State Dept. Wants to Limit What Questions Conservative Group Can Ask Clinton’s Aides Under Oath
The State Department filed a request in federal court late Tuesday asking U.S. District Judge Emmet G. Sullivan to limit the scope of questions Judicial Watch can ask former aides to Hillary Clinton under oath during upcoming depositions in a FOIA lawsuit filed by the conservative legal advocacy group that seeks to determine whether Clinton’s use of a private e-mail server violated federal open records laws.
In February, Judge Sullivan found there was a “reasonable suspicion of bad faith” on behalf of the State Department in relation to its failure to ensure records from Clinton’s private server were properly retained and searched for FOIA purposes and granted Judicial Watch’s request to conduct discovery on the issue.

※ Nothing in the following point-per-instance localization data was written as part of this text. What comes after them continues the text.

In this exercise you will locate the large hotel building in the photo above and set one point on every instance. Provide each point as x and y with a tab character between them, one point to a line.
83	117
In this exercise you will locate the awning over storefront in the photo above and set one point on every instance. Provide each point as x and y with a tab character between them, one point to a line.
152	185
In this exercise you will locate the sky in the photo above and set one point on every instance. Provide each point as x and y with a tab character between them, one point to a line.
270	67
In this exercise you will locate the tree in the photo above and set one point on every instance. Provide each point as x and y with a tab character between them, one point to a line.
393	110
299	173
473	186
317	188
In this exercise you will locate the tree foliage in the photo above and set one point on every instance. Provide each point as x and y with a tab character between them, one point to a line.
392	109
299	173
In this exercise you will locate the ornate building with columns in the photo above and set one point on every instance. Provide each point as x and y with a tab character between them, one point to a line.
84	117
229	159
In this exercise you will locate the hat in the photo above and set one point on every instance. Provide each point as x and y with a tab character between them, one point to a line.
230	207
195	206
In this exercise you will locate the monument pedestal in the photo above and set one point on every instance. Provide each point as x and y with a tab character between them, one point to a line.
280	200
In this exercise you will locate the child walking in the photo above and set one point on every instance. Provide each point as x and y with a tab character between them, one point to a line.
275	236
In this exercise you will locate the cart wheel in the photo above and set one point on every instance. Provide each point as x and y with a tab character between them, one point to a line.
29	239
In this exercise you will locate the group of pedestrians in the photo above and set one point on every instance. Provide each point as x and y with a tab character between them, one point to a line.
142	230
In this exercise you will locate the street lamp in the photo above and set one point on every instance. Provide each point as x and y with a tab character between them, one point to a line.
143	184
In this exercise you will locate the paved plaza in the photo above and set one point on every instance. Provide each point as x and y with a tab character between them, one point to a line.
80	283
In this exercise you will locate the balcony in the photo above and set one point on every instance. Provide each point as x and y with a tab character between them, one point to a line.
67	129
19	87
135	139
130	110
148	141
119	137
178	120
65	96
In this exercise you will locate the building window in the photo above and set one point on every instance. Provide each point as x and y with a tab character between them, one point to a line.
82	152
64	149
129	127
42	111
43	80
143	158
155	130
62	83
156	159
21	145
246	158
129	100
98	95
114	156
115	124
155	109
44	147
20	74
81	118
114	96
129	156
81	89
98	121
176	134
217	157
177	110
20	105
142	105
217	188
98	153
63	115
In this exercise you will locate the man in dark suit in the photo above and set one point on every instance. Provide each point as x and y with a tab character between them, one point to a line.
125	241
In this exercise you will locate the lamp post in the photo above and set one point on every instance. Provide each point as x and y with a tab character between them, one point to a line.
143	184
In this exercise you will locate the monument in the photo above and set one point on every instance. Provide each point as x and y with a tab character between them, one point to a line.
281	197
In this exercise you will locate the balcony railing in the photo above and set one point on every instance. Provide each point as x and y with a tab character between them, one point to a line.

Judicial Watch then submitted a discovery plan that sought to depose top Clinton State Department aides, including Patrick M. Kennedy, Cheryl Mills, Huma Abedin and Bryan Pagliano regarding their knowledge of the Clinton e-mail server.
In its response to Judicial Watch’s proposal, the State Department asked Judge Sullivan order that Judicial Watch cannot question the Clinton aides under oath about “the substantive information sought by [Judicial Watch] in its FOIA request in this case, which involves the employment status of a single employee [Huma Abedin]; the storage, handling, transmission, or protection of classified information, including cybersecurity issues; and questions about pending investigations.” The latter part clearly refers to the ongoing FBI investigation.
Additionally, the State Department also asked the court to allow them three days to review any deposition transcripts before they are made public and, “if necessary, seek an order precluding public release, quotation or paraphrase of any inadvertently disclosed classified information, information specifically exempted from disclosure by statute, or information relating to the pending FBI investigation.”
Judge Sullivan is expected to make a final ruling on the discovery motions by April 12.